Qu’on ne compte pas sur elle pour multiplier les effets racoleurs : la Carmen de Gaëlle Arquez est d’une implacable autorité, un mot dans le dialogue nous rappelle que son destin lui appartient. Et si le personnage bouge peu, il bouge admirablement.
Face à une Carmen d’une telle maîtrise, Frédéric Antoun est, d’une certaine manière, un Don José parfait : naïf, maladroit, éperdu, il donne vie à un personnage dépassé par les événements. Vocalement, nous sommes à cent lieues d’un Michael Spyres, dont les moyens et l’intelligence du chant sont incomparables. Mais cette fragilité a ses atouts : si « Dût-il m’en coûter la vie », au III, manque de violence, le duo final met en scène une Carmen souveraine et un Don José réellement suppliant.
Le cas d’Elbenita Kajtazi est l’exact contraire : sa Micaëla (habillée en infirmière de la Croix-Rouge !) chante avec une générosité sans faille, peut-être trop pour le rôle ; on aimerait un peu moins de son, un peu plus de fragilité, même si « Je dis que rien ne m’épouvante » est un splendide moment de lyrisme.
Quant au très sonore Jean-Fernand Setti, il nous change des barytons sur-distribués ou des basses à la diction pâteuse. Habillé en « toréador » dès son entrée, son Escamillo ferait presque effet de citation, tant son grand air est ici un morceau de bravoure, voulu et réussi comme tel.
Parmi les excellents seconds rôles, une mention particulière pour le style et la tenue vocale de François Lis, Zuniga qui aurait pu camper, lui aussi, un fort bel Escamillo.

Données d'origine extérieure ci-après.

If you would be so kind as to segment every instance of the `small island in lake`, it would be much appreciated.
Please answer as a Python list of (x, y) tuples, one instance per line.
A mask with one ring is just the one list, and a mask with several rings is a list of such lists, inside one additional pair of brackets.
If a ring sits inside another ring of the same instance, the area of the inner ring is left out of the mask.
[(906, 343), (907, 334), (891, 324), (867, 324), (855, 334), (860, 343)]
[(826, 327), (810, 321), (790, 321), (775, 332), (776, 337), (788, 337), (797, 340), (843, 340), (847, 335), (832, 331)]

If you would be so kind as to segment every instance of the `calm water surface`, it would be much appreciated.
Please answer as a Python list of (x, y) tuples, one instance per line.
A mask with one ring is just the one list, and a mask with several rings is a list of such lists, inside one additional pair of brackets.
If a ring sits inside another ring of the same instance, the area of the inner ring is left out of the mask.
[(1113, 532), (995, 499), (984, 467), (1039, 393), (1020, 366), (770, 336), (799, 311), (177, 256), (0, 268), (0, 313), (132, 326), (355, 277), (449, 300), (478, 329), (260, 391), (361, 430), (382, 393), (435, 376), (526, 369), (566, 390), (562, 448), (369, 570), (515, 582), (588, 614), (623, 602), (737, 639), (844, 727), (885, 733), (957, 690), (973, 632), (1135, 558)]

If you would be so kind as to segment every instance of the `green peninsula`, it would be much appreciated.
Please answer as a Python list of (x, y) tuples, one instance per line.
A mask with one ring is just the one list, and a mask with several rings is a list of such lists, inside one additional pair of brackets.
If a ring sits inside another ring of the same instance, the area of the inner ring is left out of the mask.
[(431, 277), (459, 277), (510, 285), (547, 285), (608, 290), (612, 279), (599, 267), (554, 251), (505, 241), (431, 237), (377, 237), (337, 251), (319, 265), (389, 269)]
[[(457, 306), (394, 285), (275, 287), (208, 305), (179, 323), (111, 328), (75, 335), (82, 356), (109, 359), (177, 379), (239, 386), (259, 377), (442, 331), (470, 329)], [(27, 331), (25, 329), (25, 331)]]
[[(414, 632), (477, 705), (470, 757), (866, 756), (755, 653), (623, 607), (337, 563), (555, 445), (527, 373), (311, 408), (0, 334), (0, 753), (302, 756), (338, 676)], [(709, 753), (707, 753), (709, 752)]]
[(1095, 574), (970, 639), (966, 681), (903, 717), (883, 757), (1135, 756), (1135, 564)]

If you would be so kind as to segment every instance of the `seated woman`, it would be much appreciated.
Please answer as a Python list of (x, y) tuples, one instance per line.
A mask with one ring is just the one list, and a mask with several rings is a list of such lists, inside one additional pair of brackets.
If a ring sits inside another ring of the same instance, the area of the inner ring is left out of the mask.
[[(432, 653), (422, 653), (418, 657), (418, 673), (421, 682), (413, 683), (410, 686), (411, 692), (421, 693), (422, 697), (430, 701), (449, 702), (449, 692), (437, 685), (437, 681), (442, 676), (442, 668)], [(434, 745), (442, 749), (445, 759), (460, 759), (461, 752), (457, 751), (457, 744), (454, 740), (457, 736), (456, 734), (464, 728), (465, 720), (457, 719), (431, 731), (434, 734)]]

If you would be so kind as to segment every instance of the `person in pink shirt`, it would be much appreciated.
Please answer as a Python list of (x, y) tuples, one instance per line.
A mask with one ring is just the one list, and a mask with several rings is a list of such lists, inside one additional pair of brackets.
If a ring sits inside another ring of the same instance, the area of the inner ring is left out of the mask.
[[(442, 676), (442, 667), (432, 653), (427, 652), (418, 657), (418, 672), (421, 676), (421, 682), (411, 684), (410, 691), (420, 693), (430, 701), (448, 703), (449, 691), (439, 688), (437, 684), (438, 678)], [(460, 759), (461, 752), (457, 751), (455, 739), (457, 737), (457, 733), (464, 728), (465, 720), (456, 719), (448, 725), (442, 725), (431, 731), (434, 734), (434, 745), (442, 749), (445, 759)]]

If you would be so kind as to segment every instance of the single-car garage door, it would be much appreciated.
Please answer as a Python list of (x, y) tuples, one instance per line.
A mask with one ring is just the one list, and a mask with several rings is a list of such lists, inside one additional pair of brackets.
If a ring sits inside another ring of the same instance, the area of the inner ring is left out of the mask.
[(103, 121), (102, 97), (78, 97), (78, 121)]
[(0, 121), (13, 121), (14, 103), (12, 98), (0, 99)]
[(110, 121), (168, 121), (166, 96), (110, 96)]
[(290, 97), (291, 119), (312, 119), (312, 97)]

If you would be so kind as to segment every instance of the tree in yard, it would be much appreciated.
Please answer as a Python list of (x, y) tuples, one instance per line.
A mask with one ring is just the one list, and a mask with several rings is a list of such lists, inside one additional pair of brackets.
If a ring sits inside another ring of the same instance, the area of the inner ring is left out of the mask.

Il y a beaucoup d’animation et de bonheur de chanter dans la prestation de la Maîtrise Populaire de l’Opéra-Comique, ainsi que chez le chœur Accentus. Et il y a, dans la fosse, un Orchestre des Champs-Élysées incomparable de souplesse, de légèreté, de puissance quand il le faut.
Tous les instruments créent des plans sonores qui rendent justice à l’écriture de Bizet, et l’on ne regrette pas que l’Orchestre Symphonique de Shanghai et Long Yu aient dû leur céder la place – conséquence du Covid –, d’autant que Louis Langrée, qui aime et comprend cette musique, le fait sentir. Ses tempi contrastés, sa manière d’enchaîner dialogues, « mélodrames » et numéros musicaux, font merveille.
S’il fallait donner la preuve que Carmen est un opéra mythique, c’est moins dans la mise en scène que dans l’art de Gaëlle Arquez, et dans la vie qui émane de la fosse, qu’il faut la trouver.